Hello, I am having an issue with this mixer. Any speaker plugged into the right monitor or right stereo out port sounds extremely muffled. I did some troubleshooting & ruled out the speakers & cables as the root of the problem. I am using powered speakers, so no amp. That only leaves the mixer as the root cause. The left ports are fine & the phono port is fine...issue is only with the right ports. There is no distortion, the music is just extremely low. Any ideas what the problem is or how to fix this issue?
Thanks,
Mike
I'm trying to assist some grandkids with this same mixer board and trying to identify if it's possible to get a line out from this device. It's being used as a replacement board unit for a portable PA which has two small mains and then a subwoofer. I'd like to figure out if there's a way to get a line out quality signal from this device to take to the subwoofer which has its own volume control and amplifier. I really appreciate being able to explore this I realize it's an old post but maybe someone will pick it up clearly there's a vast amount of knowledge on this forum. Thanks in advance for any suggestions this is my first post to help I'm not mucking it up too bad
There would probably be no problem splitting the output signal to send both to the main speakers and the subwoofer. But you could also use the monitor output.

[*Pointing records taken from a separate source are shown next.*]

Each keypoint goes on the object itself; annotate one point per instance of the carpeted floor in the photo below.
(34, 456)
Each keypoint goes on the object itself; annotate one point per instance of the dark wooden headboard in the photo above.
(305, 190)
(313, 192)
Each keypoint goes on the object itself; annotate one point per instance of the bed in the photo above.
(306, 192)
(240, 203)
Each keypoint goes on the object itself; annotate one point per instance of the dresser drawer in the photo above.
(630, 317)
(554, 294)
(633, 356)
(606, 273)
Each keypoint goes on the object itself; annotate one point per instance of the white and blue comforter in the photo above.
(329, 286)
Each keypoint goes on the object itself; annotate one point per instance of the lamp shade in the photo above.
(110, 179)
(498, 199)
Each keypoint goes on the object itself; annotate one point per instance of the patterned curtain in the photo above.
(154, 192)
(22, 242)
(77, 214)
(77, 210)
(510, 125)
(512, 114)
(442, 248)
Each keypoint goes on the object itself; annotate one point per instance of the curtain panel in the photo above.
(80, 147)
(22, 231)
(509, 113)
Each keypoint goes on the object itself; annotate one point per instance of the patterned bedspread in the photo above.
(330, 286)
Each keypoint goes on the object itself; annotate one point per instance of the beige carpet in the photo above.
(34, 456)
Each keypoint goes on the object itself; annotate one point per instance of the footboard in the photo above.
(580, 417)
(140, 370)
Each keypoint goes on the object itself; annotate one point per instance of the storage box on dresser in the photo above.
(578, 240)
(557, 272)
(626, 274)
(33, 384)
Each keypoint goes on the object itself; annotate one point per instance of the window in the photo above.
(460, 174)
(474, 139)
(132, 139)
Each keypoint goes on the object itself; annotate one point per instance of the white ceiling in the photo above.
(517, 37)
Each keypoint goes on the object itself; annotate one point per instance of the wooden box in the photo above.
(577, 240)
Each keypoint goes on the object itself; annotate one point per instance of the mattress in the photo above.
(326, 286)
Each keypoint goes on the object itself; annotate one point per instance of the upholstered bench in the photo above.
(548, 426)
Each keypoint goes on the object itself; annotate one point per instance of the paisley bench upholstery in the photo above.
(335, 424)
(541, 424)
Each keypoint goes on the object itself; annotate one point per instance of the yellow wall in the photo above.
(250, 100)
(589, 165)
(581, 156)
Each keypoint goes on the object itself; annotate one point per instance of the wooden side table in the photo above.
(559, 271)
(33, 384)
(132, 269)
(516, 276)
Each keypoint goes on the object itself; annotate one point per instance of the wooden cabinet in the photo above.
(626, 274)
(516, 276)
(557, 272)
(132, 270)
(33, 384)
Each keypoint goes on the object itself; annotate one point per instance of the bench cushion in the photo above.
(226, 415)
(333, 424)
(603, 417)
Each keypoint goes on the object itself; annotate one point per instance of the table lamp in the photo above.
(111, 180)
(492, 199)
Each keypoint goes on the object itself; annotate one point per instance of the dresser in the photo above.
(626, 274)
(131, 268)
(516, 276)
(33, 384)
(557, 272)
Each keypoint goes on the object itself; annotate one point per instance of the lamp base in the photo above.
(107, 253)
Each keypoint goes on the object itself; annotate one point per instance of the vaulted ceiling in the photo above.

My son-in-law tried the monitor output which I thought would be a great answer because you could actually control the volume of the monitor Channel Through the board but he stated that it did not work. I would prefer to make sure the signal I'm sending to the subwoofer unit was a line level signal. As that's what it's intended to receive. So ideally that was the basis for my question. That said if no line level output is available my thought was much like yours to use the monitor output and then just start any signals sent to the subwoofer at the lowest possible volume to ensure it wasn't being over powered so to speak. I really appreciate your thoughts and anybody else you might want to involve is welcome.
It should be fairly easy to adjust the monitor volume so the sub is not overloaded. It's not an exact science of course. 'Line level' output differs on professional vs consumer audio but this is still adjustable.
Not having output in the monitor section could be either due to some fault in the mixer or some incorrect settings. Maybe a look at the manual would be helpful.
I don't have an MG mixer unfortunately. Hopefully someone else will also chime in.